Mike Samuel wrote:
> 2009/11/12 Branko Čibej <brane_at_xbc.nu>:
>> Mike Samuel wrote:
>>> 2009/11/12 Branko Čibej <brane_at_xbc.nu>:
>>>> What that amounts to is that, for completeness and correctness, you'd
>>>> have to carefully catalogue all the media types and applicable
>>>> attributes, and make complex decisions based on that data; *and* keep it
>>>> up to date, which apparently is not as easy as one would like (e.g., see
>>>> http://roy.gbiv.com/untangled/2009/wrangling-mimetypes). I don't think
>>>> the goal would justify the ongoing effort involved.
>>> Why? Why not just take into account the charset mime-type parameter
>>> which can only be present on texty types?
>>> I'm not suggesting this as an ultimate solution, just an incremental
>>> improvement of an existing feature that is already well documented and
>>> understood in other domains.
>> What do you do if the charset attribute isn't present? You either fall
>> back to the current "broken" behaviour, or you interpret the media type.
> The current proposal outlined in the first mail of this thread is to
> classify a file as texty if
> (1) the current "broken" behavior says so
> (2) OR if there is a charset attribute present regardless of value.

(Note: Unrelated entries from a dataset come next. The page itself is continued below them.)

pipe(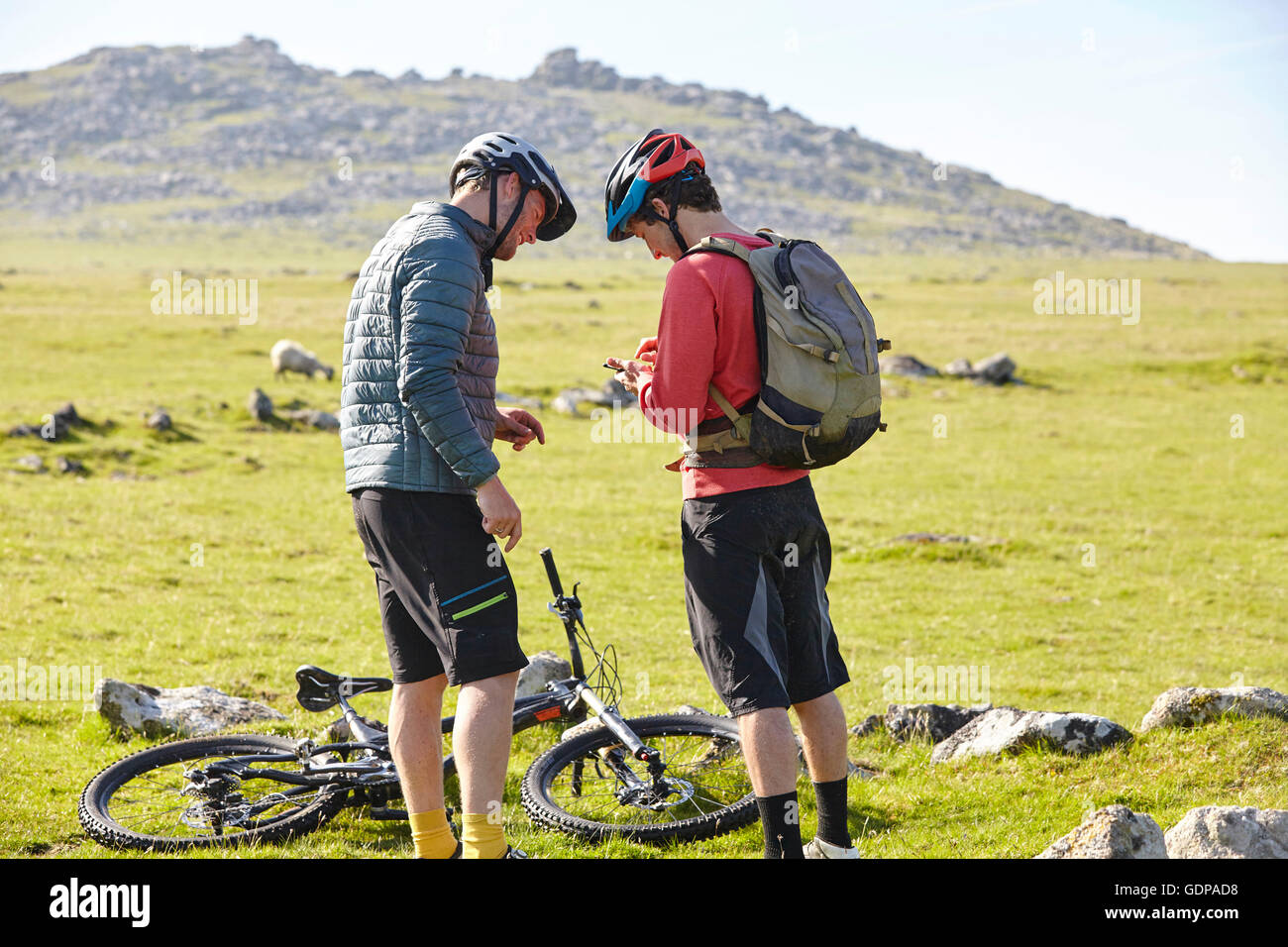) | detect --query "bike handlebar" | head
[541,546,563,599]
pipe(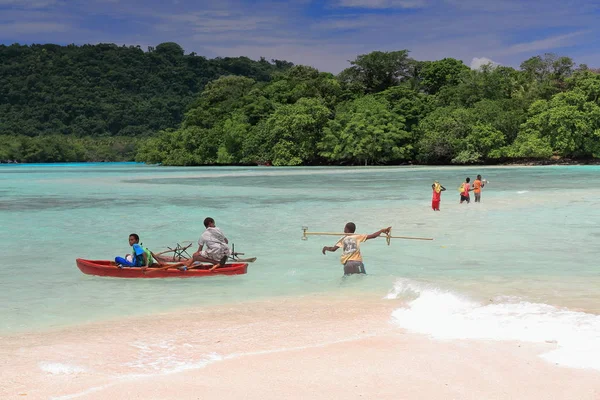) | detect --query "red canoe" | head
[76,258,248,278]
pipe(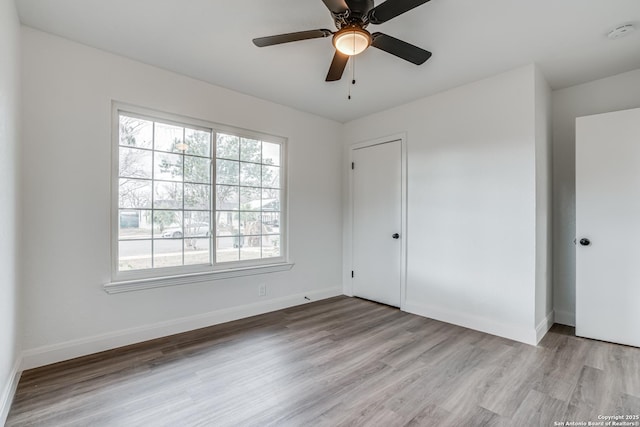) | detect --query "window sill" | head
[103,263,294,294]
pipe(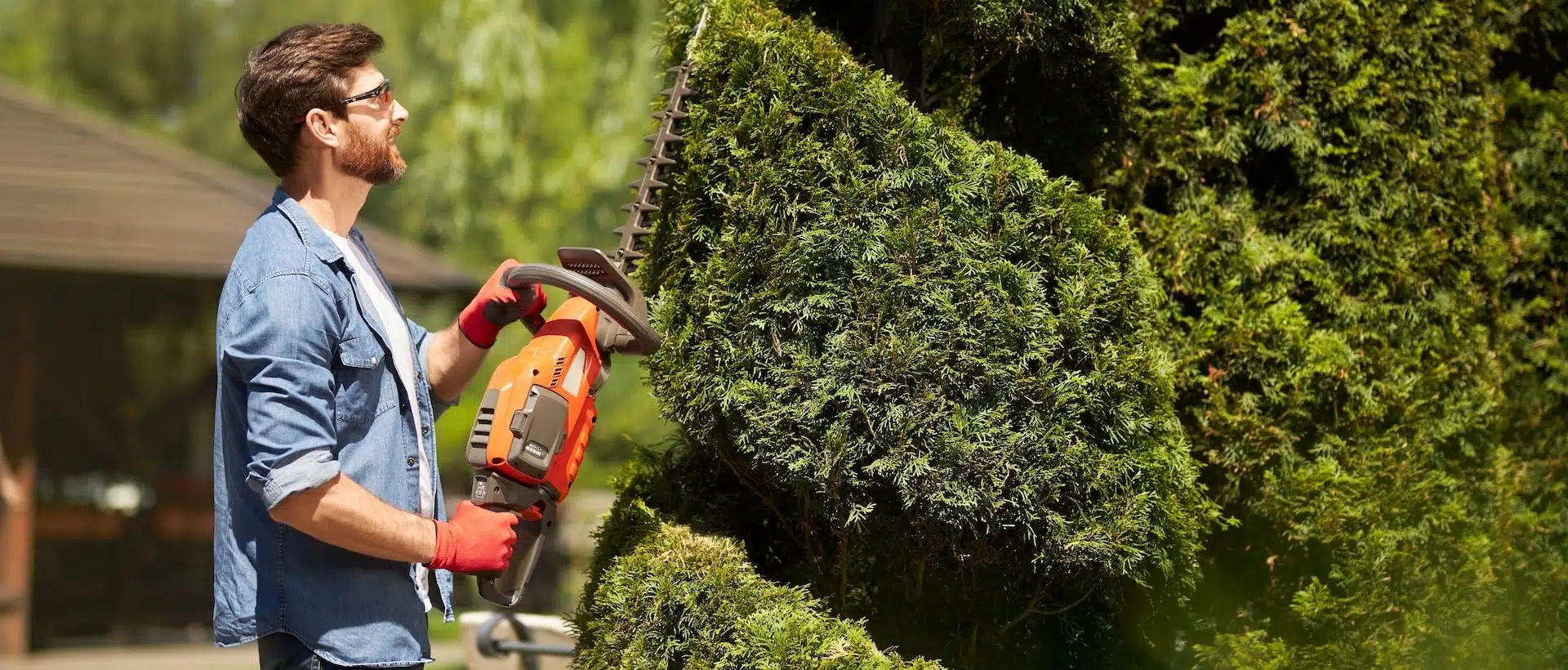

Your proposal and Mark's only differ in extended the parsing of
svn:mime-type vs. introducing a new property. Mine adds the option of
having more fine-grained choices about diff algorithms in the future
without actually having to know anything about specific media types, but
that's just a "future-proof" not an immediate requirement.
On the surface, the choice appears simple: roll a die, or flip a coin,
or (heh) have a duel. But Hyrum makes a very good example of the working
copy library nightmare. Even picking "strcmp" over "regex.match" can
have far-reaching consequences, but I'm more concerned about the
/potential/ creature feep: "Oh, we do /this/ and /this/ with
svn:mime-type, why not check it for colour and taste, too." Somewhat
overdone, perhaps, but it's /so/ easy to fall into the trap of just
adding a little something to an existing feature.
>> (Oh, we don't properly interpret the Unicode end-of-line code point in
>> UTF-8 files.)
> End of line codepoint? Are you talking about U+2028 and U+2029?
Those would appear to be the ones, yes. I don't know offhand if the
paragraph separator implies end-of-line.
Received on 2009-11-13 04:27:44 CET